Monday, 12 March 2012

Free music rules!

Am currently listening to The Ivory Chapel, by Rainwound. Stylistically a lot like Opeth, only mellower and less awe inspiring melodies. Also it appears to be one guy doing everything and putting it all together, which is pretty darned impressive but I can't help thinking he might get better with some more input. The real cool thing though is that he put all of his Rainwound output up for free download, so even if I didn't like it it cost me nothing. Seems like a lot of lower key metal bands are doing the same thing, and just using digital contribution boxes for those with means or inclination to donate.

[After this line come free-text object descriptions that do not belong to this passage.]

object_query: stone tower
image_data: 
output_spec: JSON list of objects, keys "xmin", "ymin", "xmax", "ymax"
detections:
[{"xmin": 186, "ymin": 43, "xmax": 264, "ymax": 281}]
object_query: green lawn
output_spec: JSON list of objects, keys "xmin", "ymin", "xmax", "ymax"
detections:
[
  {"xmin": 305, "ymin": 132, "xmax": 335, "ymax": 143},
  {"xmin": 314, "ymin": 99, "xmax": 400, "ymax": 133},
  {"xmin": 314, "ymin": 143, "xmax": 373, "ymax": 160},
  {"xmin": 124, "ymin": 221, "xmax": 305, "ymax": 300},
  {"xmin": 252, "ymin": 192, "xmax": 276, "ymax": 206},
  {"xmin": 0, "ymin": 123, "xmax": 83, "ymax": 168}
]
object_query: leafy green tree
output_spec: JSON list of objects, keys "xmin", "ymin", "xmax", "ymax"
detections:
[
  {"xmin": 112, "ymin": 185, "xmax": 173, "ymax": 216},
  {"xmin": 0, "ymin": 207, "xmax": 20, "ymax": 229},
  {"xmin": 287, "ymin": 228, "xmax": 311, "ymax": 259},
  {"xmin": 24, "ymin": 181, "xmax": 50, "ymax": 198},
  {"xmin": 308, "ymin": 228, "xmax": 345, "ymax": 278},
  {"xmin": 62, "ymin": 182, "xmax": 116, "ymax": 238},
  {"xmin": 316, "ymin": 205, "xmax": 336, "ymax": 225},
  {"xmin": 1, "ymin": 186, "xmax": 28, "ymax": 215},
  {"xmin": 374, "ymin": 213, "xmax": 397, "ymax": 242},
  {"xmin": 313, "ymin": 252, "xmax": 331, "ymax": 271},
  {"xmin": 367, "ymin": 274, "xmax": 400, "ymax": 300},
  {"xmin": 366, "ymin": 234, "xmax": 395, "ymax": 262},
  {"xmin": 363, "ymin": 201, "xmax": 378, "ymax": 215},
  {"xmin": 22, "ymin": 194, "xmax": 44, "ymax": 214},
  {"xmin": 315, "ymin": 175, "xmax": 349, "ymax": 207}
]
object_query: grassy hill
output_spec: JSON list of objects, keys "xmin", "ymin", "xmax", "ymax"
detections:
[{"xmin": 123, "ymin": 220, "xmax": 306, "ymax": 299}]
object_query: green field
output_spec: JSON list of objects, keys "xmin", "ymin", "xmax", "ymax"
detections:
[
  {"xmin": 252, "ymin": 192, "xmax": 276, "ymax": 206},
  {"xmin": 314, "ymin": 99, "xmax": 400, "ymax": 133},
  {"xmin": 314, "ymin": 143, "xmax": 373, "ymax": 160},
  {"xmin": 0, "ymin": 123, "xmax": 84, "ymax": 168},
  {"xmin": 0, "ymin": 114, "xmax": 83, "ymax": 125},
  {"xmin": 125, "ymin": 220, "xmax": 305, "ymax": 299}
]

I'd do so myself but am unemployed at present, though when I have my own shit up and running I'll have to spread my token appreciation to all those whose work I've grabbed in the past couple of months. Especially helpful for me because I tend toward the esoteric in my tastes (pagan, Viking or experimental black metal, blackened folk metal, progressive melo-death, instrumental doom etc.) and the sort of bands that tend to make those kinds of metal tend to be on labels that tend towards charging more than I usually like to pay. So I gravitate to free music and so far its done me pretty well. I might even write more of a proper review of The Ivory Chapel after a few more listens (its 76 minutes long and one of those which tends to grow on you rather than make instant contact). In the meantime I recommend it, and cheers to Rainwound and all the other cool bands generous enough to be free from the machine!